If you like your current flood insurance… Getting old isn’t it? But before you think this doesn’t apply to you because you don’t live in a flood zone, keep reading.
Back in 2012 Congress passed legislation (The Biggers-Waters Act) requiring FEMA to raise flood insurance rates to cover all the money they had spent on disasters like Hurricane Katrina. Floodplain maps all over the country have been revised, putting areas that have never experience floods into a high-risk zone. FEMA flood insurance rates have increased up to 3000% for some homeowners. FEMA was supposed to allow homes that had flood insurance already in place to be grandfathered in and not have their rates increased but this isn’t happening. One I know of had their house payment with insurance go from around $900 to $2200 a month. That homeowner just walked away from his house. Who can afford that?

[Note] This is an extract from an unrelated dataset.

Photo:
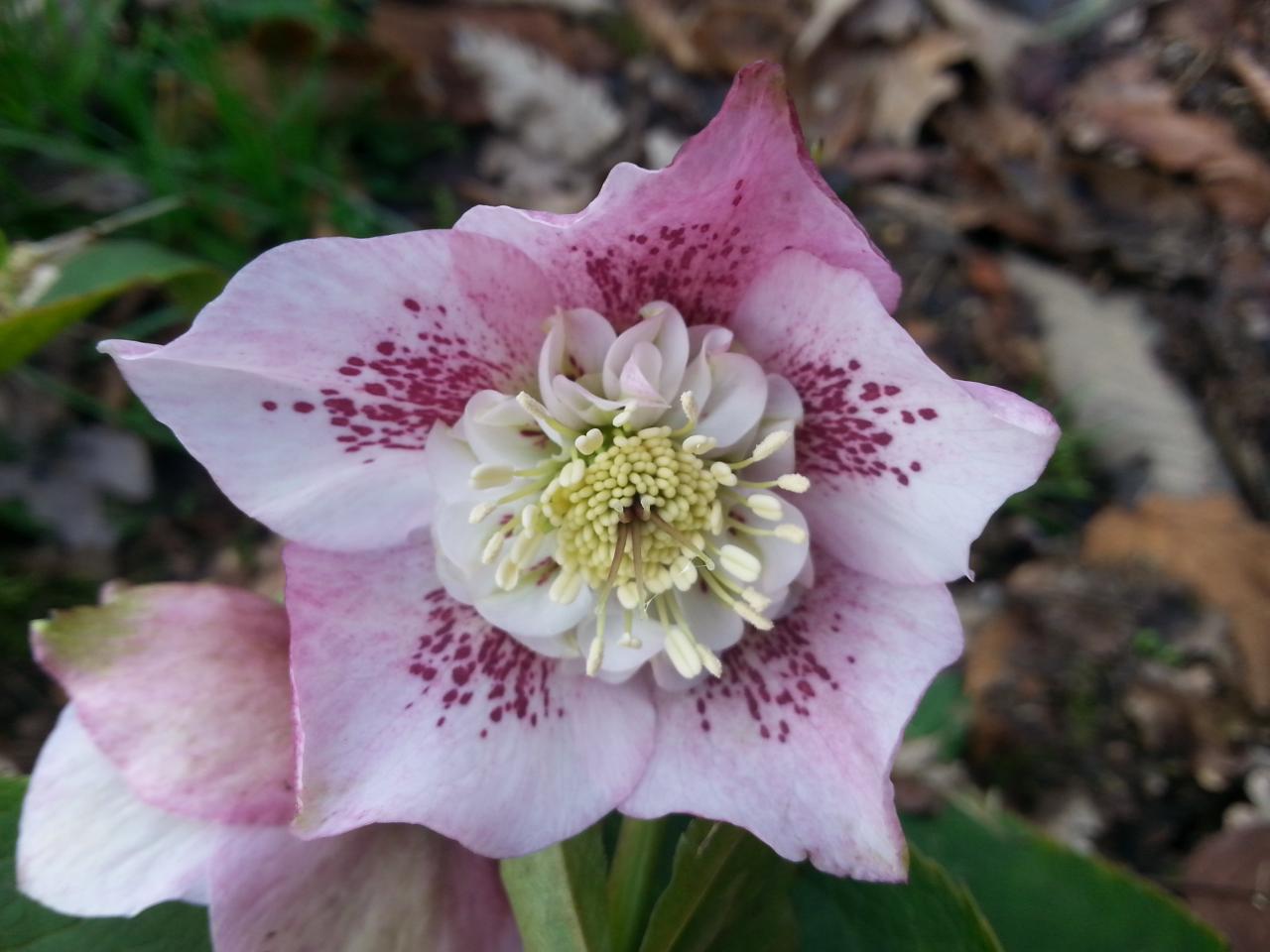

But if you think this doesn’t affect you because you live high on a hilltop, think again. You may not have to pay the high rates, but what will it do to that town down the hill from you? Homes will be abandoned as families can’t pay a 3000% increase. No one else will be able to buy the homes because they won’t want to pay that price. Banks will have to sit on the homes and never make the money back so the banks could fold from the losses. Homeless, mentally ill and drug addicts will squat in the homes. No running water and no sanitation will turn them into hazardous waste sites. Will you want to go to the downtown shopping core if it is surrounded by abandoned houses overrun with drug addicts?
Homeowners from lower income areas such as flood-prone areas in towns to high-priced mega-mansions and vacation homes in ritzy coastal regions are all affected. All of these areas could start looking like downtown Detroit.
That’s just if FEMA only sticks to flood-prone areas. After the massive snow and ice storms this year, what if they decide they have to recoup the cost of responding to them? They could decide that everyone that could potentially be in the path of a severe snow and/or ice storm will now have to have high-cost insurance. That would affect more than half of the United States, if not more.
What if more earthquakes start occurring? Then they would demand higher earthquake insurance rates. So while California would get out of the snow insurance issue, every single home in the state could be affected by either flood or earthquake insurance – or both.
You may not think this could happen, but we all see how the government operates, how they always work on a slippery slope and once they get away with one thing, they continue on to see how far they can go. So first we need them to stop the insane flood insurance requirements that affect us all whether we actually live in the flood zone or not.
But we can’t just blame FEMA for this – Congress ordered them to do it, so Congress needs to fix it. Over 200 Democrats and Republicans have co-sponsored the “Homeowner Flood Insurance Affordability Act.” (H.R.3370) Now if you’re like me, even though it is bi-partisan, that whole “affordability” thing hasn’t worked out so well for health care, so I have reservations about how well it will work in this instance, too. One thing FEMA will have to do is “study” the “affordability” of their decisions – because Heaven forbid Congress would have actually studied the impact before they passed the legislation in the first place. Apparently it was another one of those laws they had to pass to see what was in it. And by failing to read it, they failed the American people once again because it’s full of unintended consequences. Unfortunately, this “fix” is just like all the Obamacare fixes because it just delays the implementation for four years. But let’s hope that unlike Obamacare, the delay will allow time for a real fix.
The legislation could come up for a vote next week, so now is the time to start contacting senators and congress members to have them support H.R. 3370. Since this is one time they seem to be on the same page, they may actually want to hear from us and respond positively.